Jeffries believes the answer is using brand lift metrics, and the company will absorb the cost of surveying consumers after they have been exposed to an influencer campaign in order to measure awareness, perception and impact. Jeffries declined to specify the expected cost, but said that the agency hammered out an agreement with partner ThisThat to reach a bulk rate to lessen costs.
“In its simplest form, I would describe advertising as something that has evolved, whilst measurement hasn’t. So we’re very much set out to evolve measurement,” added Max Osborne, cofounder of ThisThat.
As part of the effort, the solution utilizes ThisThat’s “three-dimensional” approach to campaign measurement, or a single holistic effort to look at effectiveness of content, targeting and distribution across various platforms.

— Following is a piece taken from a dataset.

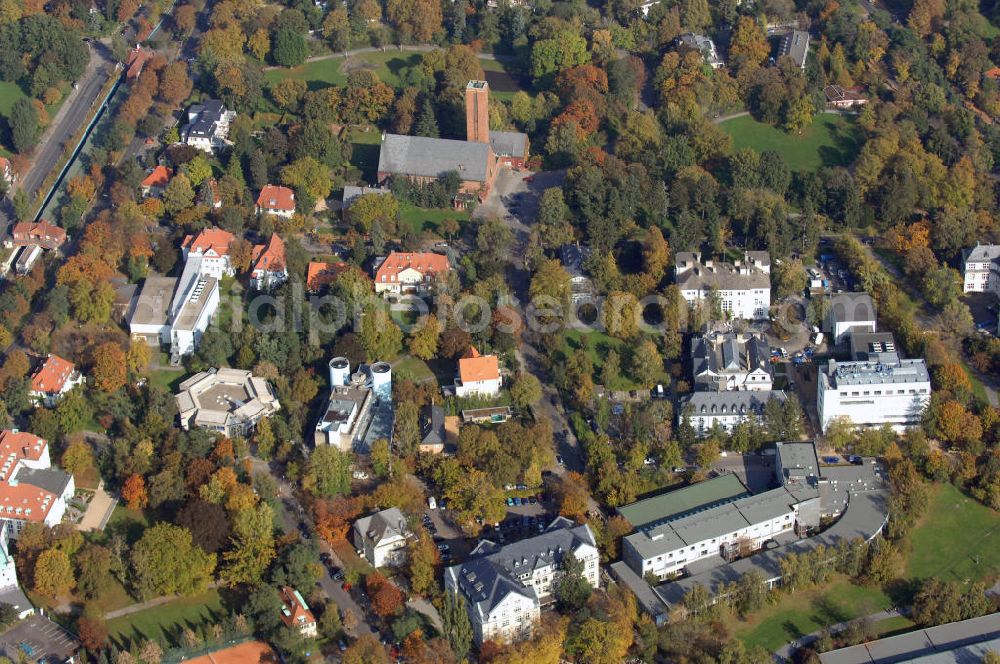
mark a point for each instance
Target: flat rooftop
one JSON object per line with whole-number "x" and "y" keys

It’s different from what Osborne calls the two-dimensional approach – the siloed way of measuring targeting and creative on an individual platform’s own solution, be it Meta or TikTok.
With this 3D approach, hundreds of touchpoints across verticals, platforms and paid reach demonstrate the brand lift metrics more comprehensively. It may also be cheaper compared to the traditional solutions that often charge “quite a large fee,” Osborne added. “We’re effectively getting an apples-to-apples across the different touchpoints.”
Strategy for different tiers
As the influencer marketing business matures, so have the agency strategies around which types of influencers to leverage for certain brands and campaign objectives. The measurement also varies depending on the type of influencer and campaign.
Razorfish has seen a growing appetite for working with smaller creators and social media users, as many brands already work with the top professional influencers. It’s part of developing a balanced influencer marketing mix that expands the brand opportunities and increases diversity on social platforms, said Cristina Lawrence, evp of consumer and content experience at Razorfish.
Lawrence advises clients to partner with various influencers, from professionals that make their living as influencers to micro-influencers and creators that reach more niche communities and connect with certain brands.
“That [can include] a celebrity like, let’s say a Kate Hudson, who we’ve worked with in past campaigns, all the way down to local influencers that really specialize with any particular type of industry or represent a very particular type of interest or community,” she added.
There are also what Lawrence calls the “softer pieces” that are considered a secondary level of metrics, which include testimonials, advocacy and other partnerships that can lead to earned media placements. But it ultimately depends on the business goals or objectives of the campaign.
“We have to have a performance-driven mindset – because anything that is digital can be measured,” Lawrence said. “So we need to be able to measure success and really identify what influence or partnerships are really working the hardest for us.”
For instance, some business goals could include earned awareness, which counts organic views or engagement. With the growth of social commerce, now sales and click-through rates can also be attributed toward using influencers.
“Influencers are the new storefronts,” Lawrence said.
And as more influencers adopt generative AI, social media like TikTok and Instagram will continue growing with their AI-powered algorithms. This will make the measurement process even more important as the volume and personalization of content changes.
“Generative content is becoming a focus area for content creators and making a huge impact,” said Tom Ajello, senior partner of experience, innovation and engineering at consultancy Lippincott. “My bet is the TikToks and Snaps actually double down here, making it more possible for average creators to [combine AI tools] quickly and seamlessly.”
Lawrence agreed that the influx of AI tools will change the scale and fidelity of content moving forward. While there are still many unknowns, she anticipates creators experimenting with these tools to produce more content.
“I think that obviously it’s going to be about scale and production volume,” added Lawrence. “It’s really going to help with the ability to create a copilot for creation.”